Teenage Pregnancy and Poverty

 Teenage pregnancy and poverty may be linked in many people’s minds, but that doesn’t mean they know the facts. This article summarizes the research that helps establish what the relationship between teenage pregnancy and poverty really is.

Two Connections Between Teenage Pregnancy and Poverty

When considering how teenage pregnancy and poverty relate it is important to consider two distinct but important connections. First, it is important to consider poverty as a factor among others in leading to teenage pregnancy. Second, it is essential to consider poverty as an outcome of teenage pregnancy, not only for the pregnant teen, but for the teen father, the child, and other children that may be born to the teen mother subsequently.

Poverty as a Contributing Factor to Teenage Pregnancy

The connection between poverty rates and teen pregnancy rates seems inescapable even when it isn’t pointed out.  In a 2010 report using 2006 data, this is the top three and their rankings in terms of both teenage pregnancy and poverty. Texas, the leader in teen pregnancy rates, is ninth in the nation in the poverty rankings.

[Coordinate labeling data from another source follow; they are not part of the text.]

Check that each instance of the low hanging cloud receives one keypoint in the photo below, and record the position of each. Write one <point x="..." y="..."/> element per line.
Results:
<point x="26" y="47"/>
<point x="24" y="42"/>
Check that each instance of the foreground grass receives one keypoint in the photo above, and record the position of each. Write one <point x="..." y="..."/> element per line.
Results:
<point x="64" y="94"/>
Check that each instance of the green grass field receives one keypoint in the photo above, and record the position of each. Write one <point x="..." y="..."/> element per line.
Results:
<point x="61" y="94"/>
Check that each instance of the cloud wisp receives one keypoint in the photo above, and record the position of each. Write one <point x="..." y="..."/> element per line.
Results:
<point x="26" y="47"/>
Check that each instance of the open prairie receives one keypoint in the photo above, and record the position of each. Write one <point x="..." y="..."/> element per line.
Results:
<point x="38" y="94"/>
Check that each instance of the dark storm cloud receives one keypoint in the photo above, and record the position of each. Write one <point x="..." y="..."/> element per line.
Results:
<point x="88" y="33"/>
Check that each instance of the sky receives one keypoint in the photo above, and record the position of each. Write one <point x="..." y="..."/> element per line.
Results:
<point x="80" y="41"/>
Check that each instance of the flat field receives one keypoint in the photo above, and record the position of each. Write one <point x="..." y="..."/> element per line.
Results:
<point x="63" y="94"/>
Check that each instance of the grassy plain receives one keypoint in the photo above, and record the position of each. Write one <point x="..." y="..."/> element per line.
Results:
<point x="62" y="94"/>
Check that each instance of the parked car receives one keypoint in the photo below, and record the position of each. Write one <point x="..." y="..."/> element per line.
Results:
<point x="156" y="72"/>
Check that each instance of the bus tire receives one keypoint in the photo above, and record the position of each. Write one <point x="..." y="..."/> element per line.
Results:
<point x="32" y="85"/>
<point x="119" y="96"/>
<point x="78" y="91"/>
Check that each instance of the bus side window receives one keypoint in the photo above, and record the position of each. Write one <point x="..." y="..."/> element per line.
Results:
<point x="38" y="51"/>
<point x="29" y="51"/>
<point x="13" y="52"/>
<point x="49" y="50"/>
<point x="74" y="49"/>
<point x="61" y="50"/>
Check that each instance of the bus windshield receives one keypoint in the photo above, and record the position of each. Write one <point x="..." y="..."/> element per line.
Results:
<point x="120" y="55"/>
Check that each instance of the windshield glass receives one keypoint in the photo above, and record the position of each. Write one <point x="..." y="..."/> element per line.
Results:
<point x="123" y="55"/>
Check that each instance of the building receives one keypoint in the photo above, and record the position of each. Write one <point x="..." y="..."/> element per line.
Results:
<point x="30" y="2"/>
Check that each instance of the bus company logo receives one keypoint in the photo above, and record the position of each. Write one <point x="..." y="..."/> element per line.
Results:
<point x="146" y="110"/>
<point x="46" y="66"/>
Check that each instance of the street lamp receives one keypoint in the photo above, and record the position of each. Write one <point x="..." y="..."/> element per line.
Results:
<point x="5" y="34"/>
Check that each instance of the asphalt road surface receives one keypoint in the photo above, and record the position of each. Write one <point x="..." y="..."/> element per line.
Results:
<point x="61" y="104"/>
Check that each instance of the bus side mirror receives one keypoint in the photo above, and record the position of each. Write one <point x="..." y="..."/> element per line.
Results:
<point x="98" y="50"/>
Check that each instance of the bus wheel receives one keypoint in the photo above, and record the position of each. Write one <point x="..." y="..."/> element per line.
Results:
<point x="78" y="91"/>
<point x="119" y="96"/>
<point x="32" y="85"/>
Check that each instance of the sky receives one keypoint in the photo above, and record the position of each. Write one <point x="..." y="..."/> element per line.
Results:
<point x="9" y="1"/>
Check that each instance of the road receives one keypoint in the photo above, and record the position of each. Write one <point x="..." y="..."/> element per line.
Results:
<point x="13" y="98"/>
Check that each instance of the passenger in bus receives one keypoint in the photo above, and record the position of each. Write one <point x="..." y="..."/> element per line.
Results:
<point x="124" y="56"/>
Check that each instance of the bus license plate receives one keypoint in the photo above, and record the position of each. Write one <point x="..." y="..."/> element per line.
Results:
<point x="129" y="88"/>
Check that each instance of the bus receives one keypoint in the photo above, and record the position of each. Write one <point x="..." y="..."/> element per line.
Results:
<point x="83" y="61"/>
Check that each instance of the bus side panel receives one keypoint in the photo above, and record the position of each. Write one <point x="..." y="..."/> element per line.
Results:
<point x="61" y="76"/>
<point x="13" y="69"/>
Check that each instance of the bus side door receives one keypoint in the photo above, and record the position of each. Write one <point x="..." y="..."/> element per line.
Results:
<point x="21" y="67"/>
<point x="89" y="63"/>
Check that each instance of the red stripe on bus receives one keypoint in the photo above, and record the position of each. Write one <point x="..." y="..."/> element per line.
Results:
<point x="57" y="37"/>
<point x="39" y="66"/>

New Mexico is second in teenage pregnancy rates, and third in poverty rankings. Mississippi is third in teen pregnancies, and the highest rate of poverty in the country.

In 2005, New Mexico had been first, Nevada second, and Arizona third in  teenage pregnancy rates; Texas first, New Mexico second, and Mississippi third in birthrate, and New York first, New Jersey second, and Nevada third in the abortion rate for young women 15 to 19. While the pregnancy rates among teens had been declining, and the 2005 were the lowest in over 30 years, 2006 saw an increase, as reported by the Gutmacher Institute.

Poverty as a Result of Teenage Pregnancy

It has been reported that only a third of teen mothers achieve a high school diploma and that teen father are apt to finish fewer years of school than men who become fathers when they are older, leaving both parents less equipped than they might be to earn a living. Children of teen parents had been found to have poorer school performance, and girls who were born as the result of a teen pregnancy were found to have a 22% greater than average risk of becoming teen mothers. Additionally the National Campaign to Prevent Teen Pregnancy has reported that a minimum of 75% of teen mothers who are unmarried will be on welfare within 5 years of the birth of their first child.

This view is countered by a study by University of Pennsylvania’s Frank Furstenburg, who reported that women raised in poverty and bearing children later were not much more likely to escape poverty than impoverished teens who became pregnant. The study also concludes that there is little difference educationally and economically between girls raised in poverty who become mothers during their teen years and those who become mothers later.